Rowan-Classes/7th-Semester-Fall-2024/ECOMMS/homework/homework-5/homework-5.md

Homework 5 - Aidan Sharpe

Problem 1

In a binary communication system, let the receiver test statistic of the received signal be r_0. The received signal consists of a polar digital signal plus noise. The polar signal has values s_{01}=A and s_{02}=-A. Assume that the noise has a Laplacian distribution:

f(n_0) = \frac{1}{\sqrt{2} \sigma_0} e^{-\sqrt{2}|n_0|/\sigma_0}

where \sigma_0 is the RMS value of the noise, f(n_0) is the probability density function (PDF), and n_0 is the signal. In the case of a PDF of s_{01} and s_{02}, replace n_0 by r_0-A and r_0+A. The shape of the PDF for s_{01} and s_{02} is the same. Find the probability of error P_e as a function of A/\sigma_0 for the case of equally likely signaling and V_T having the optimum value.

Given the two PDFs corresponding to s_1 and s_2, the probability of a bit error is the same as the area of the intersection of the two PDFs, as seen in figure \ref{error_pdfs}.

The curve traced out by this area is

p(r_0) = \frac{1}{2}\left[f(r_0 | s_1) + f(r_0 | s_2) - \|f(r_0 | s_1) - f(r_0 | s_2) \|\right]

to find the area under the curve (the probability of a bit error P_e), we integrate p(r_0) for all values of r_0. Since f(r_0 | s_1) and f(r_0 | s_2) are PDFs, the area under each must be unity.
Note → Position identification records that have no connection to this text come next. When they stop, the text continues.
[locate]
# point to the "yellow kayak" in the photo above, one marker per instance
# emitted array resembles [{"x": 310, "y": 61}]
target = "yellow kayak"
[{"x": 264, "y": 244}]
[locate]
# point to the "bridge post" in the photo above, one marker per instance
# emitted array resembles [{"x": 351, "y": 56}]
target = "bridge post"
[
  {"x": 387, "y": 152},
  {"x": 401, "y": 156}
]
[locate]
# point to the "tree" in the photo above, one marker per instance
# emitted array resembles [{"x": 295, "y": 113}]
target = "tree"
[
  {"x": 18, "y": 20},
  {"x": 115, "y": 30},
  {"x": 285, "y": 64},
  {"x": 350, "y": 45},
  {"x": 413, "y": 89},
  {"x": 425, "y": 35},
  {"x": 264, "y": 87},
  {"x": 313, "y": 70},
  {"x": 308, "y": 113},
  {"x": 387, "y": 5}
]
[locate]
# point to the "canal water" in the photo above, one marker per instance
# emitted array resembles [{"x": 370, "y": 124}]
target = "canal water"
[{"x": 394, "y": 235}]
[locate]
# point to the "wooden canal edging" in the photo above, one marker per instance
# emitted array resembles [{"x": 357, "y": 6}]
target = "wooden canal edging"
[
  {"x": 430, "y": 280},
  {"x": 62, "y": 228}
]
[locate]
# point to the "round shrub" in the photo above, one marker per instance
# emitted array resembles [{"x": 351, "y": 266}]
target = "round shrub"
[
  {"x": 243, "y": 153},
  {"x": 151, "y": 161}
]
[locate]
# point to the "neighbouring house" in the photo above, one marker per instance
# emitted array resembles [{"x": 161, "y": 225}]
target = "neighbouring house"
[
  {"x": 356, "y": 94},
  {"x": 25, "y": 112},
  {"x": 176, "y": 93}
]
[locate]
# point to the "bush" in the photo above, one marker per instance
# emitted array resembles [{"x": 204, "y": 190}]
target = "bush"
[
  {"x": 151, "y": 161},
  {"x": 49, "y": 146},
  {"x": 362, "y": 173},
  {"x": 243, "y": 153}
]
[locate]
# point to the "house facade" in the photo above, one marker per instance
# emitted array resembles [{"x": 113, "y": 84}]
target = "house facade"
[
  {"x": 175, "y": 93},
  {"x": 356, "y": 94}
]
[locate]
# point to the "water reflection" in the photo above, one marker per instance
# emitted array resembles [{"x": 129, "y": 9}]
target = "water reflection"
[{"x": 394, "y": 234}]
Therefore, distributing the \frac{1}{2} term, we are left with:

P_e = 1 - \frac{1}{2} \int\limits_{-\infty}^\infty  \left|f(r_0 | s_1) - f(r_0 | s_2)\right| dr_0

Finally, we expand and simplify the integral to:

P_e = 1 - \frac{\sqrt{2}}{4\sigma_0} \int\limits_{-\infty}^\infty  \left|e^{-\sqrt{2} |r_0-A| /\sigma_0} - e^{-\sqrt{2} |r_0 + A|/\sigma_0}\right| dr_0

After evaluating the intergral, we find that P_e = e^{-\sqrt{2}A/\sigma_0}.

Problem 2

A digital signal with white Gaussian noise is received by a receiver with a matched filter. The signal is a unipolar non-return to zero signal with $s_{01}=1$[V] and $s_{02}=0$[V]. The bit rate is 1 Mbps. The power spectral density of the noise is $N_0/2=10^{-8}$[W/Hz]. What is the probability of error P_e? Assume the white Gaussian noise is thermal noise.

For a unipolar signal received by a receiver with a matched filter, the probability of error is given by:

P_e = Q\left(\sqrt{\frac{A^2 T}{4 N_0}}\right)

where A = 1 - 0 = 1 is the amplitude and $T= 1[\mu$s]. Therefore, P_e = 2.03 \times 10^{-4}.